Another Perspective on Bridgeport Village

Readers of this site will recognize that we have not been hesitant to criticize the new Bridgeport Village “Lifestyle Center” (the new term for shopping mall) in Durham. Its lack of multi-modal connectivity and the fact that it is not located where the 2040 plan calls for a center to occur (along with supporting transportation infrastructure) have been called out in past posts.

But recently, we heard criticism from a direction we had not anticipated – the freight community. Attending a meeting of the Portland Freight Committee we heard frustration on two fronts:

1) Bridgeport Village is creating congestion on I-5 that slows movement of other goods and services (a criticism also applied to the Woodburn factory outlet stores).

2) It is poorly designed for delivery of goods to the mall itself, increasing costs.

Let’s hope local decision makers around the region can learn from this cautionary tale.


4 responses to “Another Perspective on Bridgeport Village”

  1. Traffic was slow in that stretch of I-5 well before Bridgeport arrived. From the 217 merge all the way down to I-205, that freeway can crawl some afternoons. Bridgeport has little to do with any of it. As for the poor design of the mall itself, it’s not any easier or harder to get into or out of than any other outlet mall. The criticism is bogus.

    What isn’t bogus however is how out of place the mall is. Or rather, there were and are much better uses for the land than a shopping mall, but city “leaders” can’t see past the cute little California boutiques and notice what they’re missing. Back in the day the property was a rock quarry and offered decent paying jobs. It should be someone’s distribution center, what with the easy freeway access and and access to transit. Tualatin could have had a bunch of $15-$20/hour jobs with benefits, but instead gave it all up so a twenty-something can have a part-time job while waiting for something better paying. Meanwhile the UGB has been expanded to Damascus, Boring, and Estacada with plans to make those locales light industrial zones. You thought it was tough getting freight through on I-5 at 5pm. Try driving it to Estacada.

  2. Chris, the comment about delivery to the mall was from an operator of a delivery company, and I think he may have been referring to the location/availability of loading docks, not necessarily about the street layout.

    As to that stretch of I-5, as an occassional user of that interchange, I think that it is definitely worse now at certain times.

  3. And the development at that interchange isn’t yet complete. There is an additional retail center in the works accross the street from Bridgeport Village, and according to today’s O, another being planned on the site of the Sweetbrier Inn to the south. This stretch of I-5 is the highest (or second-highest) volume section of road in the state. It’s going to take a major hit in the next few years in terms of increase in volume.

  4. I wasn’t surprised at the lack of people biking to the mall. After all, its surrounded by higher-speed roadways and bike riders who “put their bike on their car and drive 20 blocks to the greenway so they can ride a mile without cars”*. Also, I had thought that they widened I-5 just south of 217…until my Line 96 bus got stuck in traffic there. The good news is that the developers paid to expand Tualatin Park & Ride, and electrify the shelters.
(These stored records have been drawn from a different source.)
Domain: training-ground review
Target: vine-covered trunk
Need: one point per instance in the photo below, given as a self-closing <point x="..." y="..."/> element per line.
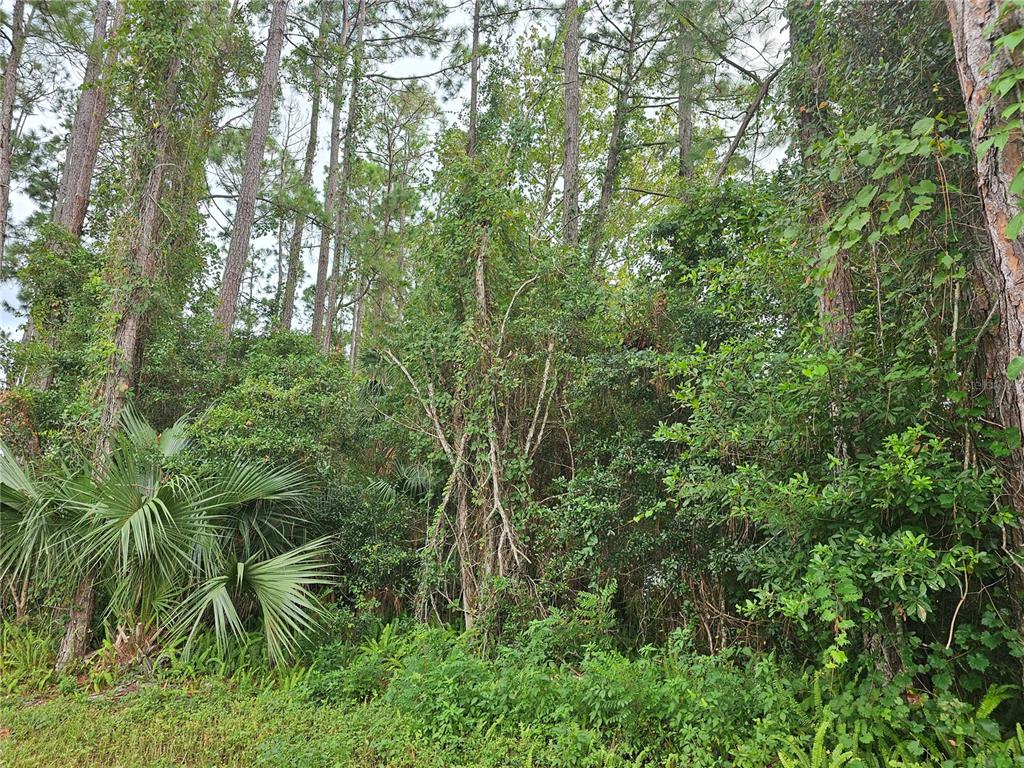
<point x="245" y="211"/>
<point x="132" y="275"/>
<point x="298" y="224"/>
<point x="340" y="225"/>
<point x="975" y="28"/>
<point x="624" y="101"/>
<point x="76" y="637"/>
<point x="570" y="98"/>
    And “Chris” is correct that politicians ballyhoo about bringing in jobs, but then the jobs low-wage service ones. In fact, with bi-directional Line 96 service and SMART, the site would have been perfect for a dist. center.

    I think what really needs to happen is to add an extra lane for the ramp from I-205 southbound. Right now, all that traffic has to merge, causing a bottleneck. And possibly add or convert some lanes to freight/carpool only.